Adopting a work package approach, the team focused on:
- providing pyscho-social support for communities affected by the crisis.
- tailoring public health prevention and containment measures.
- generating best-practice lessons for future crisis planning in Chocó and other fragile contexts.
The team partnered with local communications and media teams to disseminate messages to local communities that include key public health measures and background to the pandemic, as well as fostering solidarity and drawing links with the wider humanitarian crisis in Chocó.
Important to the communications was a grounding in collective cultural and historic struggles, foregrounding the importance of a holistic approach to self-care which recognise the inextricable connections between humans and the natural environment they inhabit. The team produced four videos, including the composition of a song, to help communicate these messages, which they disseminated widely among social media.
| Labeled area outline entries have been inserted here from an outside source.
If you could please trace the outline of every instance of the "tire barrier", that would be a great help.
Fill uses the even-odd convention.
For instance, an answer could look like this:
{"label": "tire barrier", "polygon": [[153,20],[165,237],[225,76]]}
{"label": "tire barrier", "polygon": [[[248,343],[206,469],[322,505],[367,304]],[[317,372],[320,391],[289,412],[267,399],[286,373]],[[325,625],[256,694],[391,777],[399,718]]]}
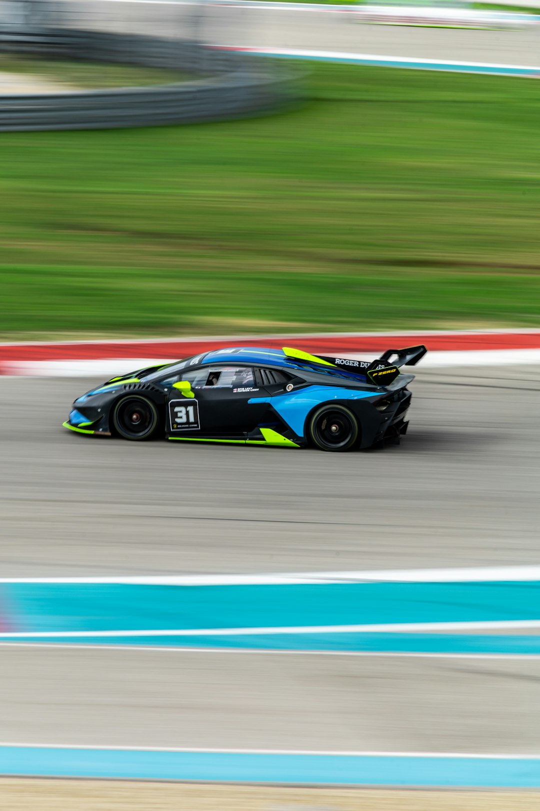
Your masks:
{"label": "tire barrier", "polygon": [[0,131],[102,129],[218,121],[298,102],[283,63],[182,40],[62,28],[0,28],[0,53],[177,69],[193,81],[0,95]]}

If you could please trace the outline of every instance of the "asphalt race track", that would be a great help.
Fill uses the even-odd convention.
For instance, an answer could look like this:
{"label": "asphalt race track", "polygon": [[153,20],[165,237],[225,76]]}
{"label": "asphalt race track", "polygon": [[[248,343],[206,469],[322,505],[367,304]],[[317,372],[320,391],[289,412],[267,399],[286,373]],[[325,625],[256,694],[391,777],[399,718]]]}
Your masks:
{"label": "asphalt race track", "polygon": [[[2,577],[538,564],[540,368],[419,368],[384,451],[61,427],[100,380],[0,378]],[[538,659],[2,647],[4,741],[540,753]]]}
{"label": "asphalt race track", "polygon": [[381,56],[538,66],[540,26],[466,30],[371,25],[354,11],[246,7],[234,2],[111,2],[81,0],[77,19],[100,30],[193,37],[212,45],[309,49]]}
{"label": "asphalt race track", "polygon": [[402,444],[344,454],[62,428],[100,382],[0,377],[3,577],[540,564],[537,367],[419,367]]}

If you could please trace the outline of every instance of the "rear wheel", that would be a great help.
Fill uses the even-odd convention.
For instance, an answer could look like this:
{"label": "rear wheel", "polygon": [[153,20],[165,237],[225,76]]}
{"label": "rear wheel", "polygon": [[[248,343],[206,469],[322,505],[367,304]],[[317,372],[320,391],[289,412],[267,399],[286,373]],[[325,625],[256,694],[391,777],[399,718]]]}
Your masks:
{"label": "rear wheel", "polygon": [[323,451],[348,451],[359,435],[358,420],[343,406],[323,406],[309,420],[309,436]]}
{"label": "rear wheel", "polygon": [[125,440],[150,440],[157,432],[159,414],[151,400],[130,395],[114,406],[113,425]]}

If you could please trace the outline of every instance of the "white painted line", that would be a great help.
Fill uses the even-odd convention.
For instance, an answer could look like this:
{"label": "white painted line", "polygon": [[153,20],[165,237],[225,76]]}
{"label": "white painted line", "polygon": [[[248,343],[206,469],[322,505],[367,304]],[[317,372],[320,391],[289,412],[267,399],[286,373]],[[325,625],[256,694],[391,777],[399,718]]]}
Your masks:
{"label": "white painted line", "polygon": [[[540,75],[540,67],[536,65],[512,65],[508,62],[461,62],[456,59],[427,59],[419,57],[406,56],[385,56],[380,54],[358,54],[347,51],[330,51],[330,50],[312,50],[301,48],[259,48],[256,46],[245,45],[212,45],[219,50],[244,51],[253,54],[261,54],[268,56],[290,57],[304,59],[325,59],[329,61],[358,62],[361,64],[389,64],[395,65],[399,63],[403,67],[423,66],[426,68],[435,67],[436,66],[444,66],[447,68],[459,69],[461,71],[470,71],[487,73],[489,71],[494,72],[500,71],[529,71],[536,72]],[[521,75],[521,74],[519,74]]]}
{"label": "white painted line", "polygon": [[493,753],[483,752],[381,752],[379,750],[368,749],[358,752],[340,749],[210,749],[208,747],[197,746],[112,746],[104,744],[100,746],[96,744],[35,744],[35,743],[12,743],[11,741],[0,741],[0,746],[13,747],[14,749],[92,749],[92,750],[111,750],[113,752],[208,752],[219,753],[223,754],[239,755],[336,755],[340,757],[466,757],[472,760],[540,760],[540,754],[506,754],[504,753]]}
{"label": "white painted line", "polygon": [[108,631],[2,631],[2,639],[105,639],[111,637],[253,637],[294,633],[409,633],[540,628],[540,620],[474,620],[457,622],[389,622],[355,625],[288,625],[264,628],[189,628]]}
{"label": "white painted line", "polygon": [[356,656],[378,657],[379,659],[540,659],[540,654],[484,654],[484,653],[428,653],[407,650],[301,650],[288,648],[215,648],[187,647],[168,645],[100,645],[95,642],[84,644],[73,642],[3,642],[0,648],[57,648],[62,650],[138,650],[149,653],[177,654],[262,654],[266,656]]}
{"label": "white painted line", "polygon": [[[121,2],[121,0],[116,0]],[[132,0],[125,0],[126,2]],[[147,0],[144,0],[147,2]],[[540,2],[540,0],[539,0]],[[130,344],[163,344],[173,341],[174,343],[193,343],[194,341],[261,341],[264,338],[273,338],[276,341],[286,338],[290,341],[291,338],[354,338],[354,337],[388,337],[398,338],[407,335],[540,335],[540,328],[535,327],[504,327],[500,329],[399,329],[393,332],[368,332],[368,333],[268,333],[261,335],[198,335],[186,337],[185,336],[172,336],[168,338],[99,338],[91,341],[79,339],[79,341],[2,341],[0,346],[78,346],[80,344],[86,345],[91,344],[100,345],[103,344],[118,344],[130,345]]]}
{"label": "white painted line", "polygon": [[[372,360],[375,352],[368,354],[347,353],[347,357],[359,360]],[[125,374],[134,369],[141,369],[160,363],[168,363],[176,358],[116,358],[93,360],[6,360],[2,361],[3,376],[32,377],[92,377]],[[526,350],[436,350],[428,352],[422,358],[419,367],[444,368],[464,366],[503,366],[518,363],[540,363],[540,348]],[[403,371],[415,369],[403,367]]]}
{"label": "white painted line", "polygon": [[[181,516],[178,517],[182,520]],[[540,564],[449,569],[359,569],[269,574],[118,575],[74,577],[0,577],[2,583],[121,586],[294,586],[336,583],[471,583],[540,581]]]}

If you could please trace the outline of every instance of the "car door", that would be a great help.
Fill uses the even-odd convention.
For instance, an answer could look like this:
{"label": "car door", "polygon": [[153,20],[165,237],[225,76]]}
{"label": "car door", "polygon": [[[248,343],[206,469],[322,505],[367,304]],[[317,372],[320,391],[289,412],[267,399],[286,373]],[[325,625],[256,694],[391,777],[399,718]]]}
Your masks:
{"label": "car door", "polygon": [[182,373],[193,397],[174,389],[169,397],[172,434],[189,432],[200,436],[244,436],[258,425],[267,403],[249,403],[253,397],[267,397],[257,386],[253,370],[248,366],[208,363]]}

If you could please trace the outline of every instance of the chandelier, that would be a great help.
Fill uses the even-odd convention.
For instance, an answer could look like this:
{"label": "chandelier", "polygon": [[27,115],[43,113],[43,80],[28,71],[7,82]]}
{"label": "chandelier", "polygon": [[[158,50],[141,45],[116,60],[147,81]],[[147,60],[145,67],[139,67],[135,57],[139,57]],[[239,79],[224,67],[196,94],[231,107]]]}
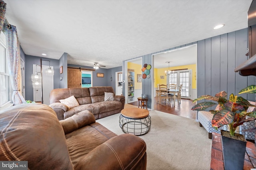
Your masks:
{"label": "chandelier", "polygon": [[166,71],[166,70],[165,70],[165,76],[172,76],[173,75],[173,74],[174,73],[174,71],[172,71],[172,70],[170,70],[170,63],[172,63],[171,61],[166,61],[166,62],[165,62],[166,63],[168,63],[169,64],[169,66],[168,67],[168,71]]}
Tailored approach to supporting communities
A key issue facing communities is the impact of COVID-19 on mourning rituals, which are collective processes in Chocó where the community comes together to celebrate and mourn their dead. These collective mourning practices are prevented due to public health guidelines. The team developed six modules on grief and mourning to support affected families. These modules underpinned 18 virtual workshops with around 100 participants. These modules now form an important resource for communities dealing with a key dimension of the mental health effects of the pandemic.
Public health prevention and containment measures tailored to the specific challenges faced by communities in Chocó was a priority. In remote areas with little access to health infrastructure, traditional medicines are often the only option for marginalised communities. Training delivered by community partners supported communities to draw on local ancestral knowledge to mitigate the effects of the pandemic (including the production of a guide to using traditional medicines to treat COVID-19 symptoms). The team utilised these training sessions to address the pressing needs of the community. Humanitarian packs containing personal hygiene products, personal protective equipment and food were delivered to over 1,050 at-risk families.
Utilising their knowledge of the community the Diocese developed useful tools for data collection and grassroots responses. This approach included 61 online surveys, 10 interviews with key stakeholders and three focus groups (24 participants). A final report draws a range of lessons that are already informing the Diocese’s response to the next phase of the pandemic. The report outlines the intersecting challenges of Chocó’s pre-existing humanitarian crisis and COVID-19, including increased activity from armed groups during lockdown and confinement of communities. It also recognises the importance of the Diocese’s unique role as a trusted and embedded local actor in communicating difficult public health messages and responding to the needs of communities.
- Collaboration with international partners designed to provide tailored and effective interventions which were co-created with the community.
- The project reached approx. 5,000 people.
- Humanitarian packs were delivered to 1,050 at-risk families.
- The team supported the development of a guide to using traditional medicines to treat symptoms of COVID-19. Hugely valuable to remote communities unable to access healthcare systems.
- ‘Lessons learned’ report published to assist in the next phase of the pandemic.